At this Hawaii Resort, Oysters Are Pond-to-Table

At the Four Seasons Hualalai, “locally sourced ingredients” means harvesting over 700 bivalves each week from a pond on the property's golf course.
Farming oysters in Kukio near the Four Seasons Hualālai.
Courtesy Four Seasons Resort Hualālai

With Hotels With Great Taste, we’re pulling back the curtain for a peek at the “special sauce” that hotels use to create memorable, meaningful culinary experiences for their guests.

As you watch the sun set over the waves crashing on the beach at the Four Seasons Hualalai, you might turn around to find that the torches lining the resort's meandering pathways have all been lit. But your night's theatrics are just beginning—the real show is at dinner.

Choose to dine at Noio, and you’ll sit at a 14-seat omakase counter, where delicate plates of sashimi seem to appear from nowhere over the course of your meal—six courses curated by the chef. If you’re craving some punchier flavors and a special occasion vibe, request a table at Miller and Lux, an outpost of Tyler Florence’s over-the-top San Francisco steakhouse. There you’ll be treated to tableside Caesars, steaks as big as your face, and, naturally, a flaming bananas foster for dessert.

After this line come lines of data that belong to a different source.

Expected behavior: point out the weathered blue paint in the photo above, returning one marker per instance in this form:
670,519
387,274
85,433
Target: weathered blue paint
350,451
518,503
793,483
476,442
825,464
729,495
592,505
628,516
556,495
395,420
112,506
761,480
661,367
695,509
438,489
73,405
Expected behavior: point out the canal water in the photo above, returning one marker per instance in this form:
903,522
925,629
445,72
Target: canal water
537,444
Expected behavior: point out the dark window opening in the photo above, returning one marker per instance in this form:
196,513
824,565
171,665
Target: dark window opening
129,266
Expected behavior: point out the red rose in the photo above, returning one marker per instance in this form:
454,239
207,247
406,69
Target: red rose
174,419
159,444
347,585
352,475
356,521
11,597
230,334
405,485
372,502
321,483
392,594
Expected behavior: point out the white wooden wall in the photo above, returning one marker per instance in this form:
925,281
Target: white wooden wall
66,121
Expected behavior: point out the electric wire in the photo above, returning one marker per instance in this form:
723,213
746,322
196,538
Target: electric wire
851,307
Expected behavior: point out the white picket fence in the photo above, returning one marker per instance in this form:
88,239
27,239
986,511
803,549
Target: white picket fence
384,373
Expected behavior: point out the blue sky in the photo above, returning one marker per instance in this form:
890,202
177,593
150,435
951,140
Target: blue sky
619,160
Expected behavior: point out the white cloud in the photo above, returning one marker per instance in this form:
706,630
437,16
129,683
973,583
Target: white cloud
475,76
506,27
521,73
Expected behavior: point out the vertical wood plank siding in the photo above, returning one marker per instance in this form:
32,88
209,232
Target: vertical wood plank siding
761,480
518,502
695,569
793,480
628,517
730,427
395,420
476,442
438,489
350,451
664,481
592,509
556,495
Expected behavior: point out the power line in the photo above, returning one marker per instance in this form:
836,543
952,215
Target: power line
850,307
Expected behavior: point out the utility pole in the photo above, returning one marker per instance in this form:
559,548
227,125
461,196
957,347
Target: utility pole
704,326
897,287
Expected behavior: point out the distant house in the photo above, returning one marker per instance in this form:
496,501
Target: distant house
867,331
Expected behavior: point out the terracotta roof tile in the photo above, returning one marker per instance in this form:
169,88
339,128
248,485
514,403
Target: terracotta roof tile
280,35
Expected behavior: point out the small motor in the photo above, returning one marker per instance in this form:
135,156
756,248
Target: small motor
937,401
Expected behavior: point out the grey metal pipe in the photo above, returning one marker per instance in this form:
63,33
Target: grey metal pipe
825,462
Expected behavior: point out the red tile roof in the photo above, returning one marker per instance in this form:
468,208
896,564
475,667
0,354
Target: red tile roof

The view from Kukio Beach at the Four Seasons Hualālai.
Courtesy Four Seasons Resort Hualālai

The dining room magic isn't conjured with a bit of fairy dust; it's quietly powered by hard work and impressive sustainability efforts behind the scenes. An on-site water bottling plant uses reusable aluminum containers, which means guest rooms are free of single-use plastic bottles. Food waste from the resort's restaurants is offered to local farmers to be used as animal feed, and more than three quarters of the ingredients used in its food and beverage services are sourced from local fisheries and farmers. But its oysters are even more local to the resort: They're grown and harvested from an on-site pond

There are fresh oysters, and then there are oysters that you eat just moments after they’ve been pulled out of the water and shucked right in front of you. The former are good, the latter are spectacular. That’s what I discovered under a blazing Hawaiian sun as I slurped briny oyster after briny oyster on the banks of the resort's Punawai pond, where 700 oysters are harvested a week.

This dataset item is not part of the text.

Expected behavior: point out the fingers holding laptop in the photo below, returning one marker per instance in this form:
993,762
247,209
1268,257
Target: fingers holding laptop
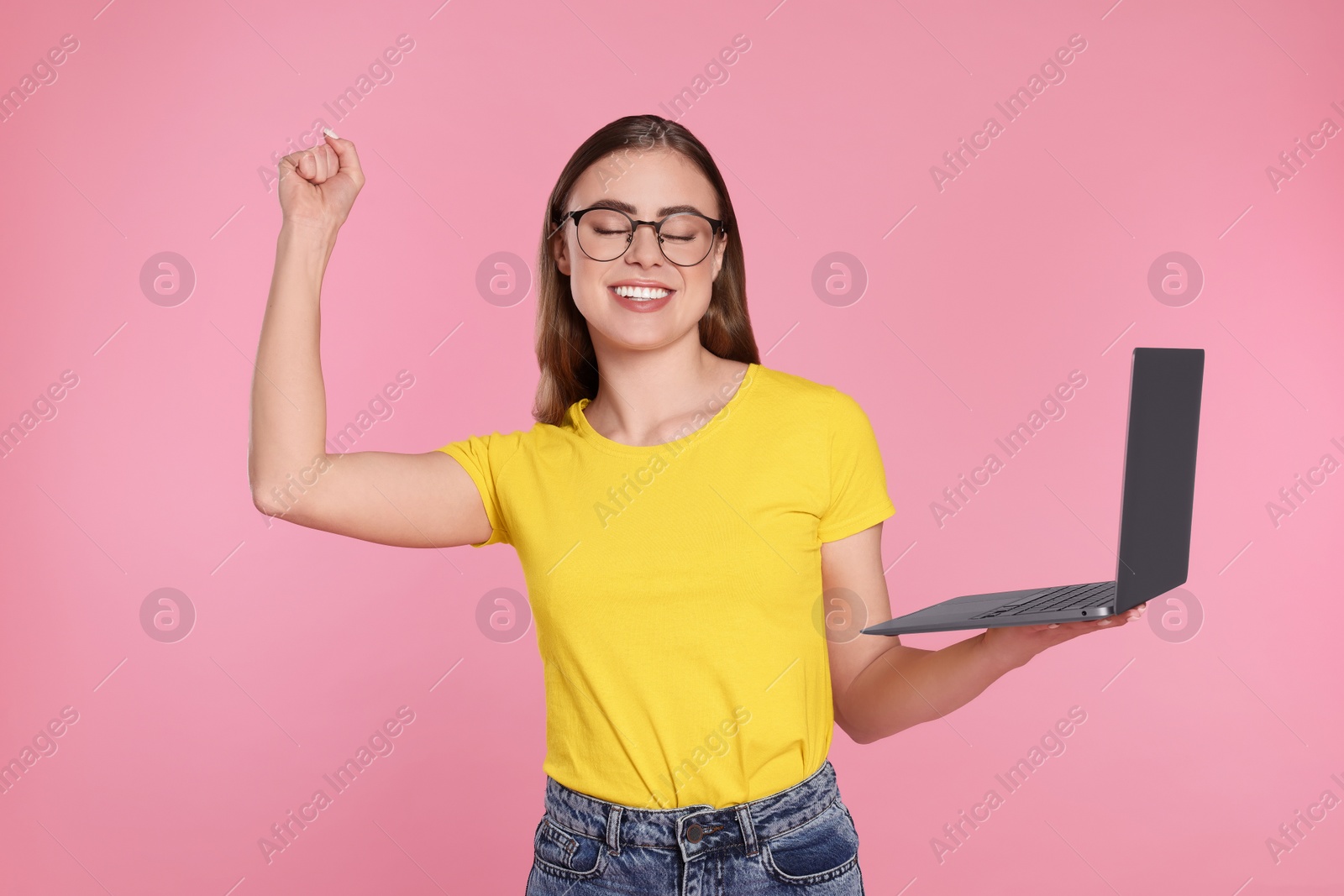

Oysters caviar lemon wedges and kelp on a bed of crushed ice.
Courtesy Four Seasons Resort Hualālai

The oyster pond doubles as a water feature by the fifth hole of the property's golf course, and the bivalves were originally introduced to the water hazard to act as a filter. But the baby oysters, just half an inch long—the size of your pinky nail—thrived in the pond's cages. And before long the oysters, juicy kumamotos and sweet Pacifics, had grown so well and were found to be so tasty, they were added to menus throughout the property. To ensure consistent flavor, the resort adjusts the pond's salinity—lowering it slightly from ocean levels—to create a distinct flavor for the oysters grown in the pond.

The pond and its oyster beds have grown into a major feature for the Four Seasons Hualalai. Beyond the bivalves, indigenous animals have also come to call the pond home: Nenue fish and milk fish swim lazily through the water and the small islands dolloped throughout the pond are inhabited by spindly-legged Hawaiian stilts, endangered birds that build their nests there. And guests can book an experience with a staff aquaculture expert who will grab oysters fresh from the pond, and after a quick shuck done right on the bank, serve them along with a freshly popped bottle of Champagne. The hardest decision? Which sauce to try—aguachile, cocktail, or mingonette?